Pink Tax becomes worldwide issue

By Tabitha Barr
Opinion Page Editor

According to “Listen Money Matters”, a podcast by Candice Elliott, women are paying 42 percent more overall than men on everyday purchases.

This means that women pay on average $1,351 more a year in extra costs, and it’s all apart of the Pink Tax. The Pink Tax is the label for how women are paying more than men on everyday products and services. Necessities that women need are being jacked up in price just because they are for females, including feminine hygiene products being taxed because they are considered a “luxury.”

Quoting one of the most famous television shows from the 1990s, F.R.I.E.N.D.S. character Rachel Green stated, “No uterus, no opinion.” That unforgettable line showcases the viewpoint for most females on feminine products. Tampons and pads are essential for women and shouldn’t be taxed as an unimportant item. Unless women are expected to bleed without protection in public, or to stay home while they are on their period, these hygiene products are essential to a woman’s lifestyle.

Companies have charged women more for many years. Not only overtaxing tampons and pads, but charging more on clothing, accessories, self-care items, toys and services that are required in life. Why is it that businesses can legally charge women increasingly more than men just because of the difference in gender?

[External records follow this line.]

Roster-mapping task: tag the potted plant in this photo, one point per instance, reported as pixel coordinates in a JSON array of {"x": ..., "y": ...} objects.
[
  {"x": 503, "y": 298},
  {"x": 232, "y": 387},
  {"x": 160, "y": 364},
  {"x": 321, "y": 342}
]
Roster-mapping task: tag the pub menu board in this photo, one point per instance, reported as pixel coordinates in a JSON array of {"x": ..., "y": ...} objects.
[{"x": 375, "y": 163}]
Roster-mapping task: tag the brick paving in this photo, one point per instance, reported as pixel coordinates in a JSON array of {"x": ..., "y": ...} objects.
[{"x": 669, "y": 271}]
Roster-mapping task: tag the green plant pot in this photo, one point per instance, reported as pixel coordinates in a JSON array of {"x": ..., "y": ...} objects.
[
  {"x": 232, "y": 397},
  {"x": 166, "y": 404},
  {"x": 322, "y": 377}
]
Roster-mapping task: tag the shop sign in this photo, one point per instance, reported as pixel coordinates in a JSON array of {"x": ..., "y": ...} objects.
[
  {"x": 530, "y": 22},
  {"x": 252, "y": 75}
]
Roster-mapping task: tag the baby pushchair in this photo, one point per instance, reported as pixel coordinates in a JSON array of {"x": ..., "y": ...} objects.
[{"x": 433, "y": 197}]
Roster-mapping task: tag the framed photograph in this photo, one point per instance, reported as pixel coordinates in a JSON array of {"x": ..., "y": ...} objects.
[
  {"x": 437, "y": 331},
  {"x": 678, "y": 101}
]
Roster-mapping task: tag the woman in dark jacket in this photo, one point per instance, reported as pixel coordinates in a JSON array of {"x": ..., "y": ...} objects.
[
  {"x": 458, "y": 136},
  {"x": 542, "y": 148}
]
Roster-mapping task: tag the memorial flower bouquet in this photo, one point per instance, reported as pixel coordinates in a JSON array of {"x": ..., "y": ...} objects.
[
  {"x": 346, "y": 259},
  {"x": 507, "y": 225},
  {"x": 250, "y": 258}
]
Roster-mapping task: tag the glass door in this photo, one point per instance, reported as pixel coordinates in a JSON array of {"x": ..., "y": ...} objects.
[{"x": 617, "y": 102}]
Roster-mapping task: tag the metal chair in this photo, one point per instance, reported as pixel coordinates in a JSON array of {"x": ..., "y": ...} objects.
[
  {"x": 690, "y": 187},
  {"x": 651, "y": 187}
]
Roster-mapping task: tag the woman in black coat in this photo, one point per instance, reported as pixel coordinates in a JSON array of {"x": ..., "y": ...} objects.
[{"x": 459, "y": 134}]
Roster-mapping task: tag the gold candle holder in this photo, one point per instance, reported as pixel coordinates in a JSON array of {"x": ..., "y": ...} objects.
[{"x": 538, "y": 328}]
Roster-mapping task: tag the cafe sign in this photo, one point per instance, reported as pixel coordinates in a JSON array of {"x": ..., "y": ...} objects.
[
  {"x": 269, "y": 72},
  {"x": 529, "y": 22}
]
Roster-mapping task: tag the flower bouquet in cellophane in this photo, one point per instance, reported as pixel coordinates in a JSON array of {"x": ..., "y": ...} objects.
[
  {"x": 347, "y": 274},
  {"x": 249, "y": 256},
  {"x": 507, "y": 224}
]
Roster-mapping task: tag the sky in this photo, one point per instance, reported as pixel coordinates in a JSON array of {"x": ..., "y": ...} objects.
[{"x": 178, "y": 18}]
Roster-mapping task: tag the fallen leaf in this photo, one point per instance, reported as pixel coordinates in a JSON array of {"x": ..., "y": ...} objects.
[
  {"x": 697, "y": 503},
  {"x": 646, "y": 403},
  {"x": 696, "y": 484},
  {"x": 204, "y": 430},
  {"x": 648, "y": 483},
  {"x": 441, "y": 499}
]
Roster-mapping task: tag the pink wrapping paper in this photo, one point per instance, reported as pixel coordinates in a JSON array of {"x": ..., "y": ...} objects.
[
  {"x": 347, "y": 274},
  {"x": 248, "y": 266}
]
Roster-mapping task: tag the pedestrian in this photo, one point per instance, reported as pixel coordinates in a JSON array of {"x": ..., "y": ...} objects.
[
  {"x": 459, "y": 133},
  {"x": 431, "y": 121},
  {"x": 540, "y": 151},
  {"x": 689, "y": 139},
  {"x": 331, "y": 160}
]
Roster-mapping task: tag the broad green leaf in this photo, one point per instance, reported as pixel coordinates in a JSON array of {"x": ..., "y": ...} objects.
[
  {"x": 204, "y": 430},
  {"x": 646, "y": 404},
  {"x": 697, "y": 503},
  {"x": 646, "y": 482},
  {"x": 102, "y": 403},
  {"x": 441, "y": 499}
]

According to the article “Why is the US ‘tampon tax’ so hated?” by BBC News, “American consumers spent $3.1 (billion) on tampons and other feminine hygiene products last year.” This number represents women in all 50 states.

The average sales tax is 6.25 percent, but in some states, the tax can be as much as 10.25 percent. That means that if the government was to remove all sales tax from feminine hygiene products, American women could save $10 million a year. This estimate is only for hygiene products, so when the overpricing of other women’s products is added, the number is even higher.

Most women can pay for their feminine hygiene products, but others are not so lucky. In some parts of the country, women cannot afford to buy tampons or pads for themselves or their daughters. This causes women to miss out on school, work and social activities when they are on their period.

America isn’t the only one affected by this, as women in other countries are facing similar dilemmas. The Pink Tax is causing women to have less of an education and less of a life.

According to an interview in The Washington Post with Cristina Garcia, a Democrat in the California State Assembly who is an advocate of getting rid of the Pink Tax, proposed a bill that would put an end to the ‘tampon tax’ in California.

“I just want people to realize this is not insignificant … especially if you’re on a tight budget,” Garcia told The Post.

According to Independent News, this bill was put to an end and was turned down by Governor Jerry Brown because, their budget couldn’t withstand the loss of no tax on tampons and pads.

If this bill was passed in all 50 states, it could help women with the problems that have arrived without it.

Melissa Loepp, a Hutchinson High School teacher who graduated in women’s studies, isn’t a fan of the Pink Tax.

“The Pink Tax should be abolished, but (she) wouldn’t be surprised if it wasn’t,” Loepp said. “While I do think the tax is problematic, women face a number of larger issues and the Pink Tax often gets overlooked.”

An argument against the Pink Tax is that women’s feminine hygiene products should be taxed because it is a citizens’ product and should be charged just like any other. The argument is correct in saying it is a product for citizens, but not all citizen products are taxed.

As stated by National Public Radio, written by Jordan Gass-Poore’, in 49 out of the 50 states, Viagra is not taxed. This drug is to treat erectile dysfunction for men. But when it comes to tampons and pads, only 11 out of the 50 states have them tax-exempt. Viagra is only needed for sexual purposes, but tampons and pads are needed because women’s bodies are created to have periods. Generally, those who think the Pink Tax is fake, usually think that women who fight against it are “femi-nazis”. That is today’s term for a feminist who is supposedly taking the movement too far. However, Loepp retalied by saying, “If me pushing personally and politically for women’s rights earns me the femi-nazi label, I’ll take it. Those deploying the label are typically ignorant with baseless claims.”

The Pink Tax is a real problem that women in our nation are fighting against. We are a nation based on equal and fair opportunity, yet this is still such an obstacle to overcome. Empowering women all over the world are battling this with factual evidence and a growing respect. Women’s bodies are created to be equal with men’s, and should be treated as such. The obliteration of the Pink Tax, can do exactly that.